David Smyth posted September 25th, 2000 09:27 AM find more posts by David Smyth    edit/delete message   reply w/ quote
Sports Guru
Member Since: Dec 1999
Location: Lake Vostok

I think I got it now. The numbers from each slot are supposed to have a certain type of independence from each other, but they don't. The values for each slot are dependent on what the production is from the surrounding slots. Tango's suggestion is intended to control for this and produce the desired independence.

Is that it?

While I'm here, I have a question. Why is the value for CS (-.47) so much higher than in other eras? I realize it's a high scoring era, etc., but if that's the reason, then why is the BB value (.33) the same as it is at other times? The CS value has a much larger change than any other value, looking at the present and the past. The answer that that's what it is, by definition, isn't really an explanation. If more CS were occuring nowadays with 0 outs, that would make sense, but I don't think that's the case. If SB attempts have suddenly become much more randomly distributed than before, that might make sense, but I see no evidence of that--and besides, the SB value (.19) is the same as it always is.

IP

tangotiger posted September 25th, 2000 11:44 AM find more posts by tangotiger    edit/delete message   reply w/ quote
Senior Member
Member Since: May 2000
Location:

SB: As it turns out, the chance of scoring from 1B and 2B is always separated by about .17 runs, regardless of the scoring era. That is, if there is a 30% chance of scoring from 1B, there is a 47% chance of scoring from 2B. 24% chance of scoring from 1b? 41% chance of scoring from 2B. I only looked at this in the past quickly, but that was the basic result.

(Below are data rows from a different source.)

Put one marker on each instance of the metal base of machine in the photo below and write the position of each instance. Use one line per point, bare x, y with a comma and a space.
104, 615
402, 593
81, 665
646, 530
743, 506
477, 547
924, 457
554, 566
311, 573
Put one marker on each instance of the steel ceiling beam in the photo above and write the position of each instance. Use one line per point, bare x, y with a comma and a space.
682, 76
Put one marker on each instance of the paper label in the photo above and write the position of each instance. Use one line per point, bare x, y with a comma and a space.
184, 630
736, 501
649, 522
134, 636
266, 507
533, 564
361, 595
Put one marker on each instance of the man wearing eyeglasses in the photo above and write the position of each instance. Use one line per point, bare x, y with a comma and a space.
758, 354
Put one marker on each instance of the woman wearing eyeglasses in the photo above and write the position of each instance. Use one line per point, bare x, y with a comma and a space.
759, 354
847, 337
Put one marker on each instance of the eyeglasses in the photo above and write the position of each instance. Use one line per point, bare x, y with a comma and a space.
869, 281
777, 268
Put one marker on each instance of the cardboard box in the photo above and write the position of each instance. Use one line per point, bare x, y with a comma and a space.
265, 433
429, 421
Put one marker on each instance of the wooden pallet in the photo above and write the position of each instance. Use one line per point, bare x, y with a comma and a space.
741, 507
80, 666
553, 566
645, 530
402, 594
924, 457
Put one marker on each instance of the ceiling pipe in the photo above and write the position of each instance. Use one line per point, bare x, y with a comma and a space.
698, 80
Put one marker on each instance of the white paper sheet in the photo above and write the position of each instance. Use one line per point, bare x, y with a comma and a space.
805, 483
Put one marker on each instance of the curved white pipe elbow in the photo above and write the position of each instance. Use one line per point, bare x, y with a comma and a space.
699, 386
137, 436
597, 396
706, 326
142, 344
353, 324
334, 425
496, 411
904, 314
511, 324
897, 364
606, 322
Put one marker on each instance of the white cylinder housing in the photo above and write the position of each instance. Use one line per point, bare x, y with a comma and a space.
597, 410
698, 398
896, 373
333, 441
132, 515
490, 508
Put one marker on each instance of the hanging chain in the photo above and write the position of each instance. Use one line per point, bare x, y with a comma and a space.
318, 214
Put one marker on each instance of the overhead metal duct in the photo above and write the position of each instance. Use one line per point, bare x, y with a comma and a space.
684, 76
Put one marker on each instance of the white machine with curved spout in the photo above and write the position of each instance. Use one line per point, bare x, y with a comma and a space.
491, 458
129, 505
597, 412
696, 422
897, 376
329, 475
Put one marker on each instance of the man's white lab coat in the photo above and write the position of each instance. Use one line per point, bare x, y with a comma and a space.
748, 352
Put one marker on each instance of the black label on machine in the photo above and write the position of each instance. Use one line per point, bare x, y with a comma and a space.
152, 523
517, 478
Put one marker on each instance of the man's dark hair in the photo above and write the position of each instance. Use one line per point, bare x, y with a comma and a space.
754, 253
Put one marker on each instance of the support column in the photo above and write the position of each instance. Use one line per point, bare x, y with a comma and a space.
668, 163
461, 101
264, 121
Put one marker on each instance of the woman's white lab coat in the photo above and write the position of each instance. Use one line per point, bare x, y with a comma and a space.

CS: The CS has 2 factors. One is how many runs is lost by the removal of the runner, and the other is the runs lost on the out. Both of these are completely dependent on the scorinig environment. In the above example, the runners lost value can be -.24 runs or -.30 runs or whatever era you happen to be in. Even worse, the more runs that the team scores, the more negative runs the out is worth. In today's high scoring era, you'd be crazy to be caught stealing since that'll wipe out -.30 runs.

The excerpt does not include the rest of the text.